To sum up, LG’s RU-52SZ61D is a better-than average HD Capable display device.  It is an HD Capable model, which to this reviewer’s mindset is more desirable these days than a fully integrated model with CableCARD.  Let’s face it; you’ll either going to add a satellite HD set-top box or a cable HD one.  So, why bother paying for tuning that you don’t want or need.  At a suggested retail price of $3,499 (probably less than $2,999 Street), it offers new DLP display technology, which is a worthy successor to the old-fashioned CRT picture tube.  It’s also housed in an attractive black cabinet that can sit on a base with storage, or it can be easily placed into a wall unit.  It has all of the right connections presently needed for any upscale Home Theater and then some.  The RU-52SZ61D (or its identical, but smaller 44-in. sibling – RU-44SZ61D) is strongly recommended for repeated viewings.

LG, who is one of the leading Korean CE manufacturers these days, has transformed itself from a commodity producer of inexpensive electronics products (Goldstar) into a high-tech innovator through its acquisition of Zenith Electronics.  Originally, LG stood for Lucky Goldstar.  Today, however, it has morphed into its “Life’s Good” moniker.  And, it certainly is for this forward-thinking CE company of the 21st century.  The days of cheap boomboxes and clock radios are gone in favor of cutting-edge cellular phones and high definition television products.  Utilizing Zenith’s entire R&D prowess in the development in Digital Television and HDTV, LG now offers a complete line of television display and set-top box HD models – one of which is their new RU-52SZ61D.

Introduction

The LG RU-52SZ61D is a 52-in widescreen HDTV monitor (sans HD tuner which is offered separately) featuring DLP technology, which is an acronym for Digital Light Processing.  Basically, DLP is a special type of display device that has been developed by Texas Instruments (TI), and acts as a new type of optical display engine placed onto a semiconductor chip and is used in both front and rear projection television sets instead of traditional CRTs (cathode ray tubes) with a high-density light source (light bulb).

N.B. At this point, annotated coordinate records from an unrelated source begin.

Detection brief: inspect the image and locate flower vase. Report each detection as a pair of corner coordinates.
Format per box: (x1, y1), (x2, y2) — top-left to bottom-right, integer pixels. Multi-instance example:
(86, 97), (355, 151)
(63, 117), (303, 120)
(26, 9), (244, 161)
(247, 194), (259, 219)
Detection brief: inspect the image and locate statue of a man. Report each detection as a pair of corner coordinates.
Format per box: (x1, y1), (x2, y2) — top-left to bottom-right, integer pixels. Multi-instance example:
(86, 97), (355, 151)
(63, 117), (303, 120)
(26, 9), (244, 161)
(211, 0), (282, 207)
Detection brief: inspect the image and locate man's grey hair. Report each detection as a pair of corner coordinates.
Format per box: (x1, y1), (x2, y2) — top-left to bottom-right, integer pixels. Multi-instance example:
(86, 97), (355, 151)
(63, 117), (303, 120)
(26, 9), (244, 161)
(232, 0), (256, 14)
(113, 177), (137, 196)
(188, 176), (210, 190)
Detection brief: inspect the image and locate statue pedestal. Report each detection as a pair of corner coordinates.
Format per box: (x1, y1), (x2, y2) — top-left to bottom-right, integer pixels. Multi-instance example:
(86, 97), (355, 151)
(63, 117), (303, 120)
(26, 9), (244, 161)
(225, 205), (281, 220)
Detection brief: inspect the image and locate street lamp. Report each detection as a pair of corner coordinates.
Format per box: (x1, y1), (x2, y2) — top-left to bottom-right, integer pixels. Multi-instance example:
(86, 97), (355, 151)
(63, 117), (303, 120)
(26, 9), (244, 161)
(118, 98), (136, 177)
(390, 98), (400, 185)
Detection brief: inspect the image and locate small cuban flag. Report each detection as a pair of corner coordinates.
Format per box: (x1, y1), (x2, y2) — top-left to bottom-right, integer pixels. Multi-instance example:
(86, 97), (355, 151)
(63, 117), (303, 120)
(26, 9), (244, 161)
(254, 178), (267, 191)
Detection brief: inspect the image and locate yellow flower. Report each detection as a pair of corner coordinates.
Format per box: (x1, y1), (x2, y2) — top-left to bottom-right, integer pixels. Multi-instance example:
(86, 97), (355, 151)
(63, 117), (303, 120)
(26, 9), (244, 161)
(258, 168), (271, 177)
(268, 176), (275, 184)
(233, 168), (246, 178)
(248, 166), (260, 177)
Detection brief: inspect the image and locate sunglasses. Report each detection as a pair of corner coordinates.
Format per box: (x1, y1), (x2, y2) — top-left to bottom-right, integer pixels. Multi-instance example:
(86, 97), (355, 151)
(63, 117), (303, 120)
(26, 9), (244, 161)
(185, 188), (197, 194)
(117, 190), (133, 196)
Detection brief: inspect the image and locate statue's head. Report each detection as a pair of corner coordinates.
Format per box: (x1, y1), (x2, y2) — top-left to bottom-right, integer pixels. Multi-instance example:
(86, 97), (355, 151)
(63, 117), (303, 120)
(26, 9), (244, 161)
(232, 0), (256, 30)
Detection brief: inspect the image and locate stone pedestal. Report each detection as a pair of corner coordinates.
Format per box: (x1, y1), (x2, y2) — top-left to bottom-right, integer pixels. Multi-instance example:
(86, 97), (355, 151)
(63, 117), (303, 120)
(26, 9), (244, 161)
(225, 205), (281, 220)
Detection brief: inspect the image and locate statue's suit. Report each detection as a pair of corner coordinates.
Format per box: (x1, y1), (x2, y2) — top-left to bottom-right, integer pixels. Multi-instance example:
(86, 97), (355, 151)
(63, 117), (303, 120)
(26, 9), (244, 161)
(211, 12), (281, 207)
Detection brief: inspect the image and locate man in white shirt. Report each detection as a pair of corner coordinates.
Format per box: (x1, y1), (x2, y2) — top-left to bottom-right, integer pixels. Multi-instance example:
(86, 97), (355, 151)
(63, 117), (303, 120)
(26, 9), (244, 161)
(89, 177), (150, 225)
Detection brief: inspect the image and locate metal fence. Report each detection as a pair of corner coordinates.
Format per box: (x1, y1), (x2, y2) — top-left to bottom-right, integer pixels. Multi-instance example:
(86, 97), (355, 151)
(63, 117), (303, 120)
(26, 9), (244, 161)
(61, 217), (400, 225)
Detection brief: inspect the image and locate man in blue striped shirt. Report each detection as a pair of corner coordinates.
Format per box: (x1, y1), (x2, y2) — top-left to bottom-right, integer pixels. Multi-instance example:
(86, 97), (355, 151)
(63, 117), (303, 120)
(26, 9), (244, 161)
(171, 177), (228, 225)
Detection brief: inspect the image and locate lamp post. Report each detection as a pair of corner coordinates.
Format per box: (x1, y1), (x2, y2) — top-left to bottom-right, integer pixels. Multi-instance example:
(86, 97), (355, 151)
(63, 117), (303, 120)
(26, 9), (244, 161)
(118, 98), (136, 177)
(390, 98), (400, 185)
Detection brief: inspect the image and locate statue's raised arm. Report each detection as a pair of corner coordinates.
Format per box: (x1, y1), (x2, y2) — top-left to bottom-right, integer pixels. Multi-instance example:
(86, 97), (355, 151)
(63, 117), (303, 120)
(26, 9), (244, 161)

The LG RU-52SZ610D includes twin NTSC television tuners (for regular TV broadcasts).  To receive high definition TV, simply add one of LG’s several HD receivers: LST-4200A (ATSC over-the-air HD + QAM Cable HD Tuners), LSS-3200A (ATSC & DirecTV HD satellite tuners), LST-3410A (ATSC tuner w/120GB hard-drive PVR), and LST-3510A (ATSC tuner + DVD Player).  For this evaluation, the RU-52SZ61D was tethered via DVI to its LSS-3200A STB (set-top box).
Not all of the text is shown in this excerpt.